Tangannya terulur, menyentuh pundah gadis itu. Nabil meneleliti penampilan gadis tersebut dari samping, sebelum melihat wajah putih polos yang tersenyum lebar mengedahkan kepalanya menatap matahari.
Nabil memeluk erat, saat gadis yang berdiruli di sebelahnya merupakan salah satu orang terdekatnya. Pelukan itu mengerat, disertai dengan tangan nabil yang mengelus punggung gadis itu lembut. Sesekali Nabil mencium kening Gadis itu sayang, sambil berkali kali mengucapkan kata maaf.
"Maaf. Apa kabar, kamu baik baik aja kan? Kenapa berdiri di sini? Kamu kesini sendiri?" ucapan beruntun yang di katakan Nabil tak mendapat balasan, gadis itu hanya menatap Nabil tulus dengan senyuman yang menghiasi wajahnya.
"Naya." Nabil memegang kedua pundak adiknya, saat tiba tiba ada perasaan aneh yang seperti menikam jantungnya. Hatinya tiba tiba merasa gelisah. "Kamu... Enggak papa kan?... Nay?!" Nabil mengguncang pundak Naya kuat saat Naya hanya terus terdiam.
"Sekarang Kakak udah pulang. Kakak siap buat ngakuin semuanya. Ayo kita pulang, Kakak akan bicara sama Papa, soal kak Nathan." jelas Nabil, dirinya hendak membawa Naya pergi dengan mencekal tangan Naya, namun Shanaya hanya berdiri kaku... Sebelum melepas pegangan tangan itu pelan.
"Aku... Lagi nunggu seseorang..."
Nabil semakin dibuat bingung mendengar jawaban Naya, yang terdengar asing di telinganya. Selama beberapa tahun merasa berpisah, namun sedari dulu jarak itu tak pernah terbentang. Namun... Nabil rasa bahkan Jarak bukan lagi sebuah penghalang.
"Aku sayang Kakak."
"Kakak juga sayang kamu, Nay. Ayo pulang, kakak bawa banyak hadiah buat kamu. Kamu mau jalan jalan kan sama Kakak. Kita akan ngehabisin waktu sama sama."

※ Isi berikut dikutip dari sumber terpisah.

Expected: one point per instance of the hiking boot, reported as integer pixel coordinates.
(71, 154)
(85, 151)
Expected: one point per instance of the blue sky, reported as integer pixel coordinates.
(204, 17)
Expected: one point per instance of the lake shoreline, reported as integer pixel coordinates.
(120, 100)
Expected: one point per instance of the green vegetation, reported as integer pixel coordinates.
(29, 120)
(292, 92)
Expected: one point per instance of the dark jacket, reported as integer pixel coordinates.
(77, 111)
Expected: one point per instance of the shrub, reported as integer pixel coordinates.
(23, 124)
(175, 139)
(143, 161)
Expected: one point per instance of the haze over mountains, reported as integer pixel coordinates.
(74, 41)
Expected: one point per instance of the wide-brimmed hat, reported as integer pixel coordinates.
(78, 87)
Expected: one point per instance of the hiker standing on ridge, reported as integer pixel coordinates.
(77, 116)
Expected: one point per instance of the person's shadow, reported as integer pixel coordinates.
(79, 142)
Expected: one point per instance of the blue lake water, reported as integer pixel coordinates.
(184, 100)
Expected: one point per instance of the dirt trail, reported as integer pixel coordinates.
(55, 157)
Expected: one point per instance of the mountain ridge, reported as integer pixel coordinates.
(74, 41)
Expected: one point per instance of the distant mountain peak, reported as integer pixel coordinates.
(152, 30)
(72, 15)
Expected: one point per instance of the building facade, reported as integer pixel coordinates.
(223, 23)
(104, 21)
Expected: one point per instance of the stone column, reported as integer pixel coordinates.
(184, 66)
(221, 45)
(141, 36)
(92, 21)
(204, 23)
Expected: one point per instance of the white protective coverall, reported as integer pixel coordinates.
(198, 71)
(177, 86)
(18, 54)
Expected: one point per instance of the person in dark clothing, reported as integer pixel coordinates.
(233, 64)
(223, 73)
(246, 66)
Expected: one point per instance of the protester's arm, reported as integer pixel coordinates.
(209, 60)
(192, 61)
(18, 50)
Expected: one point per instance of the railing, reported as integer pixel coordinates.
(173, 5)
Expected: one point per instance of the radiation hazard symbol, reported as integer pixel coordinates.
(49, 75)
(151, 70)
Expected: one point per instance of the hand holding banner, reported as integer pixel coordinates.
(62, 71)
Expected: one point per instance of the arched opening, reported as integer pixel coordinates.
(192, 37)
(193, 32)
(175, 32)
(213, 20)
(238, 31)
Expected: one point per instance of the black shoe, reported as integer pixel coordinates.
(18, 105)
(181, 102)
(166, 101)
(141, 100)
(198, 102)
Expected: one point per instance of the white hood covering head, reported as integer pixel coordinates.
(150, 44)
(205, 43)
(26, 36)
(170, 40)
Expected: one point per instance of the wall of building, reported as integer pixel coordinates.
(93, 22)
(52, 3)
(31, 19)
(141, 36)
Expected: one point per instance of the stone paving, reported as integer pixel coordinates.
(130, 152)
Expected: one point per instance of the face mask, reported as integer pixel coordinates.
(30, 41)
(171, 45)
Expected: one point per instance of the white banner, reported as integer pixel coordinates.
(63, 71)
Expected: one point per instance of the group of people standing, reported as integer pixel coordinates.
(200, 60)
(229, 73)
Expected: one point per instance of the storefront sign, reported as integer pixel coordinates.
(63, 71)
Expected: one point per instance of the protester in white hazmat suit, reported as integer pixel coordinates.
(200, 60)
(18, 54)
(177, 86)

Lagi lagi Shanaya melepaskan cekalan tangan Nabil dengan pelan. "Jaga diri kakak... Baik baik ya..."
"Nay, kamu bilang apasih."
"kamu enggak mau pulang sama kakak?!"
Naya berbalik, menunggangi Nabil. "Rumahku sekarang disini."
Nabil melangkah mendekat, berdiri di depan Naya. Menatap tepat Netra seindah biru laut yang nampak teduh dilihatnya. "Kamu diusir sama Papa? Kalau iya. Ayo kakak siap ngakuin kesalahan kakak ke Papa. Kakak akan jujur dan ngungkapin semuanya, bukan kamu yang ngebuat kak Nathan pergi. Bukan kamu penyebab kecelakaan itu, tapi kakak. Kakak akan jujur sama Papa. Papa pasti ngerti. Kamu enggak salah... Jadi ayo pulang—"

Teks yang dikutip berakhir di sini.